Bea shrugged, wrinkling her nose. ‘I don’t mind if my brothers die,’ she said, heartlessly. ‘But I miss my daddy. A lot. This much,’ she elaborated, stretching her arms wide.

‘He was funny, wasn’t he?’ Dan said.

‘Yes, he was really funny. And he would throw me around sometimes. Really high in the air, so it was like flying.’ She wriggled out of his arms and leapt on the bed. ‘And he gave me piggybacks and let me tickle his hair. And when he laughed, he did this: HUH-HUH-HUH.’ She threw back her head in an uncanny impression of Patrick, and Dan shut his eyes briefly because he knew exactly what she meant.

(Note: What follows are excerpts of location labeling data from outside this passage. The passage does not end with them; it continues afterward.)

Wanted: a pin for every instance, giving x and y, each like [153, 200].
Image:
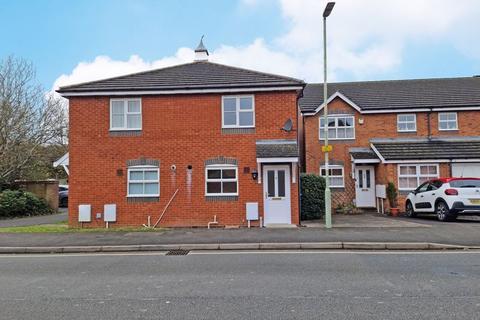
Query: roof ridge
[125, 75]
[255, 71]
[63, 88]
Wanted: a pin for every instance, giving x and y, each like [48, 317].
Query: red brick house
[206, 139]
[404, 132]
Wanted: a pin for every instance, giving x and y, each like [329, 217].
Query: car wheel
[409, 212]
[442, 211]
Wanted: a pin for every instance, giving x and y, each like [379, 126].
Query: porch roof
[445, 148]
[277, 149]
[363, 155]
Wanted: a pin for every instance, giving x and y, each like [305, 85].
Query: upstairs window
[221, 180]
[447, 121]
[339, 127]
[406, 123]
[125, 114]
[143, 181]
[238, 112]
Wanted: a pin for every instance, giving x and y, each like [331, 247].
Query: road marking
[233, 252]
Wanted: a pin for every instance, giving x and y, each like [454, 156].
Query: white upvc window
[238, 111]
[126, 114]
[336, 175]
[410, 176]
[406, 122]
[221, 180]
[447, 121]
[143, 181]
[340, 127]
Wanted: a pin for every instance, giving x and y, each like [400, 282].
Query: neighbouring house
[405, 132]
[199, 142]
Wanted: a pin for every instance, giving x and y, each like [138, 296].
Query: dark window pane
[214, 187]
[229, 104]
[281, 183]
[228, 174]
[229, 187]
[246, 103]
[271, 183]
[214, 174]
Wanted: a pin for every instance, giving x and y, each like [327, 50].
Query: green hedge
[17, 203]
[312, 196]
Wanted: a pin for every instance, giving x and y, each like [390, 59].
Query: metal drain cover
[177, 252]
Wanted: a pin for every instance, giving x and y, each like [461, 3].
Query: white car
[445, 197]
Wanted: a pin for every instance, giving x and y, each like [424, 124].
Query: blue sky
[374, 40]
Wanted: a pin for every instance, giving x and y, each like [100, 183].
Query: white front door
[276, 189]
[365, 186]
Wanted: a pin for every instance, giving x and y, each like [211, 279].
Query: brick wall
[374, 126]
[179, 130]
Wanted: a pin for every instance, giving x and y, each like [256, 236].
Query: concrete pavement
[241, 285]
[62, 215]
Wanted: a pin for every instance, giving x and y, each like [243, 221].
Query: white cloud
[365, 39]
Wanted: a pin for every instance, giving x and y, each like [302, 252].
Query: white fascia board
[330, 99]
[466, 160]
[413, 161]
[273, 160]
[409, 110]
[182, 91]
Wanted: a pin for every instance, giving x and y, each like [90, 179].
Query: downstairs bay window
[221, 180]
[410, 176]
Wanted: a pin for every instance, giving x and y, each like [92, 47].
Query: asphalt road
[281, 285]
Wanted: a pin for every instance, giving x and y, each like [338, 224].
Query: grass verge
[63, 227]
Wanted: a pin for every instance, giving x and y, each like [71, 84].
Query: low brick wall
[45, 189]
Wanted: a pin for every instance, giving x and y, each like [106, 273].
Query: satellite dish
[288, 125]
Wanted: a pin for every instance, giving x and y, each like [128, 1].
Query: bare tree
[29, 118]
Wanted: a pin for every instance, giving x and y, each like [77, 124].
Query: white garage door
[467, 170]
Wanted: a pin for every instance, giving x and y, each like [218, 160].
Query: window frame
[221, 180]
[334, 166]
[407, 122]
[142, 169]
[446, 121]
[238, 111]
[417, 174]
[125, 114]
[336, 127]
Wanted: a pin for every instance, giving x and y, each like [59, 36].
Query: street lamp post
[328, 196]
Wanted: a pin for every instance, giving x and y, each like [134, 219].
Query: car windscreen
[465, 183]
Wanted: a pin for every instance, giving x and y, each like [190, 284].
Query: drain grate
[177, 252]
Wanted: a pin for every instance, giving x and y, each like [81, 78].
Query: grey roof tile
[424, 149]
[195, 75]
[399, 94]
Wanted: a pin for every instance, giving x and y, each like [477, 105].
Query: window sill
[142, 199]
[125, 133]
[221, 198]
[239, 130]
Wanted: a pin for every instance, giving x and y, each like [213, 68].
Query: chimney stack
[201, 53]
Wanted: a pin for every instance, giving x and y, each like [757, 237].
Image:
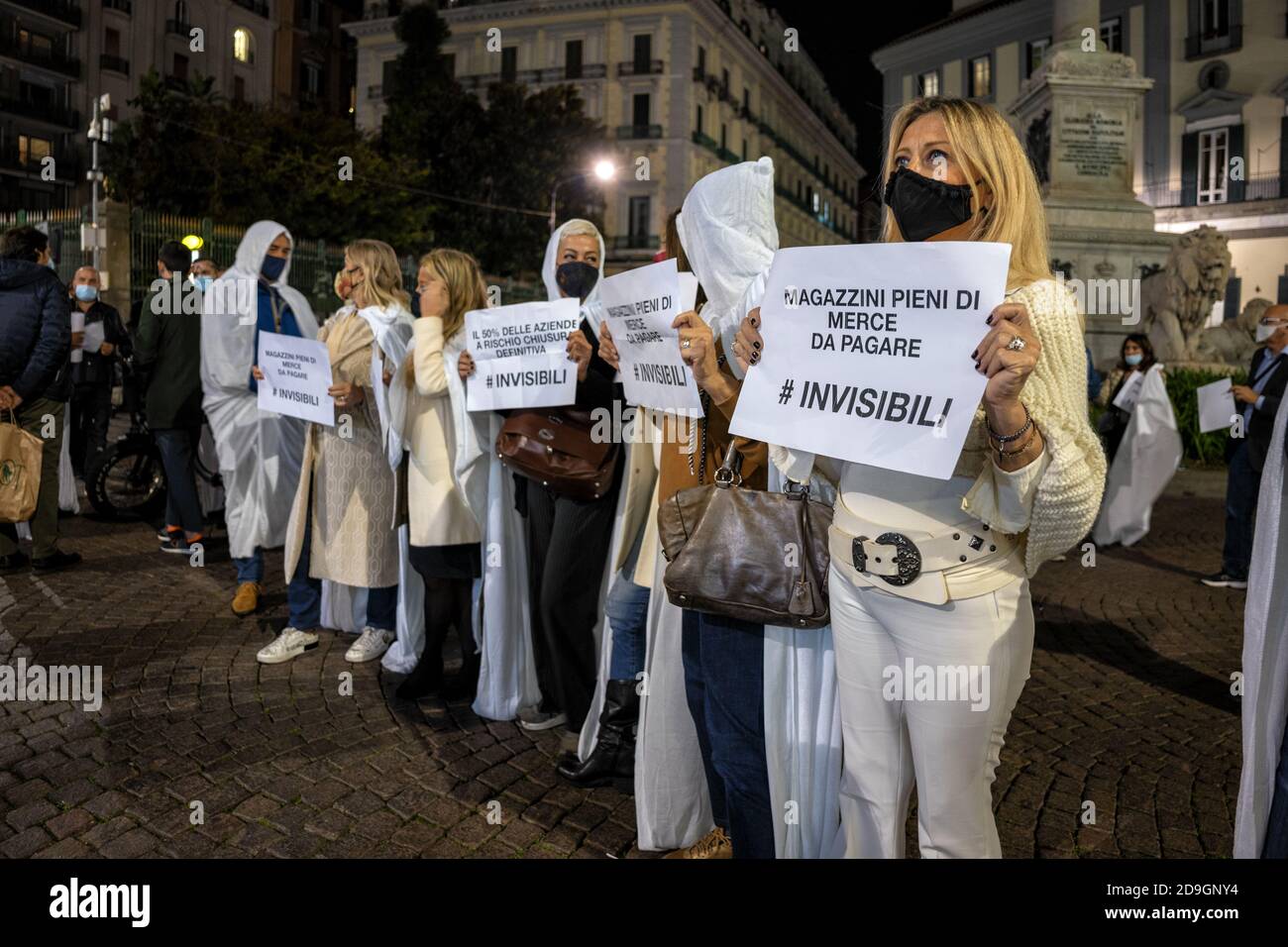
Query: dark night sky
[840, 38]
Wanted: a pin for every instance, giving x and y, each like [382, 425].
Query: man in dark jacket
[167, 343]
[1257, 401]
[35, 339]
[95, 371]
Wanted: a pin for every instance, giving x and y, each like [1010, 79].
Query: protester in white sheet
[1121, 388]
[445, 526]
[713, 689]
[259, 454]
[343, 517]
[568, 541]
[1261, 815]
[1025, 488]
[1146, 457]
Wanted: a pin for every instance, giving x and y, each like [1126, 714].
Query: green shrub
[1181, 384]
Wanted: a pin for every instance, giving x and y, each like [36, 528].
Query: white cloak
[1146, 459]
[1265, 652]
[259, 453]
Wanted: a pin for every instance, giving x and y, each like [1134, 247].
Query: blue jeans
[1276, 826]
[627, 616]
[178, 447]
[1240, 513]
[724, 682]
[304, 591]
[250, 569]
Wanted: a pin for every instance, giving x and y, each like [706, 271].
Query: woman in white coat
[259, 454]
[1025, 488]
[342, 521]
[445, 532]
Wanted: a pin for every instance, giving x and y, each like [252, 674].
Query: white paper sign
[296, 373]
[520, 356]
[1129, 392]
[640, 305]
[1216, 405]
[94, 337]
[868, 352]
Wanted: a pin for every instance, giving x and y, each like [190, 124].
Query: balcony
[115, 63]
[552, 75]
[64, 163]
[1173, 192]
[258, 7]
[634, 132]
[635, 241]
[706, 141]
[51, 114]
[64, 11]
[46, 58]
[653, 67]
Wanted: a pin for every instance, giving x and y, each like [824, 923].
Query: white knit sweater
[1068, 495]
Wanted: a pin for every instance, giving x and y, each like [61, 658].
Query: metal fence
[313, 262]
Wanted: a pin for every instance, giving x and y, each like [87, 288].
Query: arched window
[244, 46]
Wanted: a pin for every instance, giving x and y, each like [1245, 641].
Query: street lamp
[604, 169]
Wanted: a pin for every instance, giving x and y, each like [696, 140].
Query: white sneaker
[535, 719]
[290, 643]
[372, 644]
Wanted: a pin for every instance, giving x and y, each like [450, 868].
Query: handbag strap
[730, 468]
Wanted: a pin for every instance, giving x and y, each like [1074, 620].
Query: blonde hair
[382, 283]
[465, 290]
[579, 228]
[991, 157]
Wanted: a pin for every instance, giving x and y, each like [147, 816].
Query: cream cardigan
[1067, 495]
[437, 514]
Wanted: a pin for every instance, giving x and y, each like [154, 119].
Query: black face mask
[576, 278]
[923, 206]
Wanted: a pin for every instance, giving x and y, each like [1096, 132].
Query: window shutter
[1283, 157]
[1232, 298]
[1235, 189]
[1189, 169]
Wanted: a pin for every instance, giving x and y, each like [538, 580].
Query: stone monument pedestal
[1077, 116]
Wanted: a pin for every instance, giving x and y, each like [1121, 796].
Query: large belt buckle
[907, 557]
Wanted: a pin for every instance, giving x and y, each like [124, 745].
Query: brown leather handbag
[750, 554]
[554, 447]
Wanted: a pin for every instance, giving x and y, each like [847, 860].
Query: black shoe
[467, 682]
[178, 543]
[613, 758]
[1224, 579]
[58, 561]
[13, 562]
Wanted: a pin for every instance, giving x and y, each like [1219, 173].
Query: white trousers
[897, 735]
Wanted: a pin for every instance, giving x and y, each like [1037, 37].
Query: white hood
[590, 308]
[231, 309]
[728, 232]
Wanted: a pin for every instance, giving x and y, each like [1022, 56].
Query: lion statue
[1179, 299]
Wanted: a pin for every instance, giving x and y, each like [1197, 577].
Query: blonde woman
[445, 532]
[342, 521]
[1025, 488]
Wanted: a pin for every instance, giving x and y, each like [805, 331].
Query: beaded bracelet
[1004, 455]
[1008, 438]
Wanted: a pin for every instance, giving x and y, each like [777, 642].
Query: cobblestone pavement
[1128, 707]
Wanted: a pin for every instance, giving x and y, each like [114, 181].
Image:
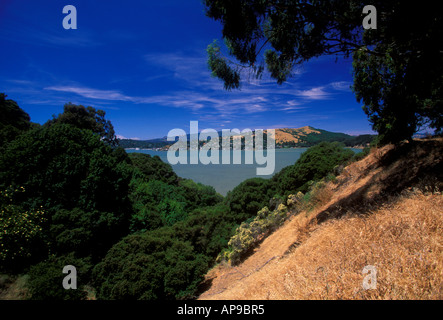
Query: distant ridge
[306, 136]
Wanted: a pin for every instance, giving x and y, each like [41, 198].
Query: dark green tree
[13, 120]
[398, 67]
[313, 164]
[87, 118]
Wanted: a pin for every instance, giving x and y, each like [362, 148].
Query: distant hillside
[384, 211]
[285, 138]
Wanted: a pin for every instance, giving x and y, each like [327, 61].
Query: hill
[285, 138]
[383, 211]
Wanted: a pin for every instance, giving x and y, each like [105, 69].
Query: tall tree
[13, 120]
[87, 118]
[398, 67]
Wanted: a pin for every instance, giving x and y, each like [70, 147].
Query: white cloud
[92, 93]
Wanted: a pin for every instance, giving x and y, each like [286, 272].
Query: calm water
[226, 177]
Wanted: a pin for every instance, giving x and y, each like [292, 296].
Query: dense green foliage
[87, 118]
[398, 67]
[128, 223]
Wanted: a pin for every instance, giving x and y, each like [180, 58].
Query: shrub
[46, 279]
[249, 234]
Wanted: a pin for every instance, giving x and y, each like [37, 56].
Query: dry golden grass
[402, 240]
[321, 253]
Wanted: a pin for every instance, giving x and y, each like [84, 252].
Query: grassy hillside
[384, 211]
[286, 137]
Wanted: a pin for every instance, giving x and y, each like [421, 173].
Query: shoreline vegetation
[134, 229]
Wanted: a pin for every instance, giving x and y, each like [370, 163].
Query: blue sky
[144, 63]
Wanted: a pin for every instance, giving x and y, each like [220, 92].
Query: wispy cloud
[92, 93]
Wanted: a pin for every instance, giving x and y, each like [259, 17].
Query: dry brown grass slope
[385, 211]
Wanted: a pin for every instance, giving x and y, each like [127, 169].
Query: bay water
[225, 177]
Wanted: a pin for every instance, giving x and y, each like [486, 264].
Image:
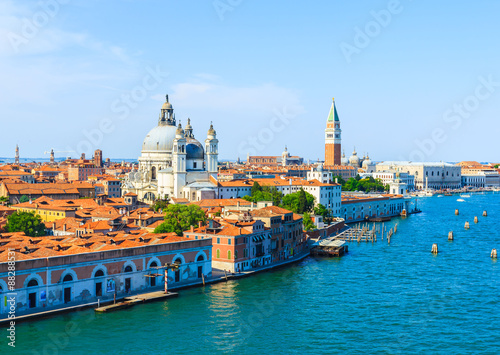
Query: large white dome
[160, 138]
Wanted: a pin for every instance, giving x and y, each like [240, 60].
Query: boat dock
[133, 300]
[367, 233]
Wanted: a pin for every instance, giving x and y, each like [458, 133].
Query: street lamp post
[169, 266]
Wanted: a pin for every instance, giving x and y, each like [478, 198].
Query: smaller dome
[354, 159]
[179, 130]
[166, 105]
[344, 160]
[194, 150]
[367, 161]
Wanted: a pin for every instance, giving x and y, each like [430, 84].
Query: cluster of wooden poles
[466, 226]
[365, 233]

‘He was a good daddy,’ he agreed. His emotions were swelling and heaving like a rising tide; he needed to change the subject before he was dragged under. ‘Right then,’ he said. ‘You’d better hop under those covers, quick, and go to sleep.’

She snuggled beneath the duvet and stretched up her arms for a last cuddle, winding them around his neck as he leaned in. ‘Goodnight, Daddy,’ she said in his ear and he stiffened. Had it been a slip of the tongue, he wondered, or was she pretending, for comfort? Either way, his heart was cracking.

‘Now you say, “Goodnight, little Bea”,’ she instructed, her breath warm and minty against his neck.

The rock in his throat was becoming more boulder-like by the second and he had to really force it back down before he could speak. ‘Goodnight, little Bea,’ he echoed.

She let go and rolled onto her side. ‘Buzz-buzz,’ she murmured, then shut her eyes.

Dan said nothing for a moment, in case further orders were issued, but she remained silent and, almost immediately, her breathing began to deepen and lengthen. He gazed at her with a pain in his chest. Goodnight, Daddy, he heard her say again and the poignancy of the words took his breath away. However she might be working through her grief and pain, coming up so close to it felt pretty shattering.

Oh, poor you, scoffed Zoe in his head. It’s all about you, isn’t it, Dan?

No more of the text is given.